The latest version of the software, Maxa Cookie Manager 5.0, was released recently. It includes the ability to automatically delete the browser cache and browsing history of all your installed browsers and plug-ins. According to Maxa, this feature will completely remove so-called “evercookies,” which are notoriously difficult to delete. It also will prevent a site from finding out whether you have visited a specific Web page, which Maxa refers to as “history stealing.”

Other features include faster cookie management speed, and support for new and upcoming versions of the Firefox, Internet Explorer, Chrome and Opera browsers. You can also “pre-listen” to the sounds in your settings (Maxa makes sounds like a cookie-crunching noise to alert you to cookie activities, if you want).

As concern increases about how sites track users’ browsing habits and target ads based on browsing activities, utilities like Maxa Cookie Manager can be handy and quite illuminating. Internet cookies can keep track of your private information such as the sites where you shop, countries where you bring your laptop, and hotels or companies that you have visited. That could include the client offices where you might bring your laptop and log into the network there.

The Federal Trade Commission has proposed requiring browser developers to offer users an easy way to prevent sites or third parties from tracking their movements and personal information, letting users opt out and browse privately through a kind of Do Not Track button on the browser.

According to Maxa Research chief technology officer Jens Muller, the problem with that approach is that the combination of plug-ins used by the different browsers is very high so interoperability is difficult to achieve, and a private browsing mode might not work with plug-ins like Adobe Flash, which can store user information and regenerate deleted cookies.

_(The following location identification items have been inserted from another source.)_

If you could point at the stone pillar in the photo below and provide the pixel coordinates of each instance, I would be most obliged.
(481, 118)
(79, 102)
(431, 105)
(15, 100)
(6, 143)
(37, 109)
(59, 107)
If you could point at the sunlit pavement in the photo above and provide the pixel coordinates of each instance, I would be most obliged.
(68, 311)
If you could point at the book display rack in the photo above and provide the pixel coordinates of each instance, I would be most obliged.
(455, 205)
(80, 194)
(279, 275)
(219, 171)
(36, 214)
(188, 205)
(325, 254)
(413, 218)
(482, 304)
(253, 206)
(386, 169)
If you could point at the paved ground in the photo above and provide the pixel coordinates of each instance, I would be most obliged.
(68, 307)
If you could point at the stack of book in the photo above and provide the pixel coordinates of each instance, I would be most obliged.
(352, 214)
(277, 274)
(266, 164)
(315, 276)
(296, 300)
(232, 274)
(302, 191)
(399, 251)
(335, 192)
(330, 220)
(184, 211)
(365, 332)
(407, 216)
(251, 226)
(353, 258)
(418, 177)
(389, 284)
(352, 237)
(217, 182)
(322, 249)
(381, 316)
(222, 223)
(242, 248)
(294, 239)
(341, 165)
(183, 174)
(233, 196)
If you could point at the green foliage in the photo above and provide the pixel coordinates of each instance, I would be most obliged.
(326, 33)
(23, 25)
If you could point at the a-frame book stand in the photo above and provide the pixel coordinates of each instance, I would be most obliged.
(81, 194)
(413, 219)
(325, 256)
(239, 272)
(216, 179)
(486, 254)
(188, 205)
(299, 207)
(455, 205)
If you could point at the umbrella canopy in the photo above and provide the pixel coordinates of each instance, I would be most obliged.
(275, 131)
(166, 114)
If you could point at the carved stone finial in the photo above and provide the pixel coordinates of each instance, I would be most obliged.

Maxa Research CEO Manfred Rolle recommends that for accountants to communicate securely with their clients, they should send client data and attachments using 128-bit Secure Sockets Layer, or SSL, secure data transmission and 256-bit Advanced Encryption Standard, or AES, data storage encryption. Those are the same protocols used in many online banking environments and in an encryption product from his company, Maxa Crypt. In the meantime, Maxa Cookie Manager offers a handy way to practice some safer surfing for you and your clients across the Internet. You can download the standard version for free at www.maxa-tools.com.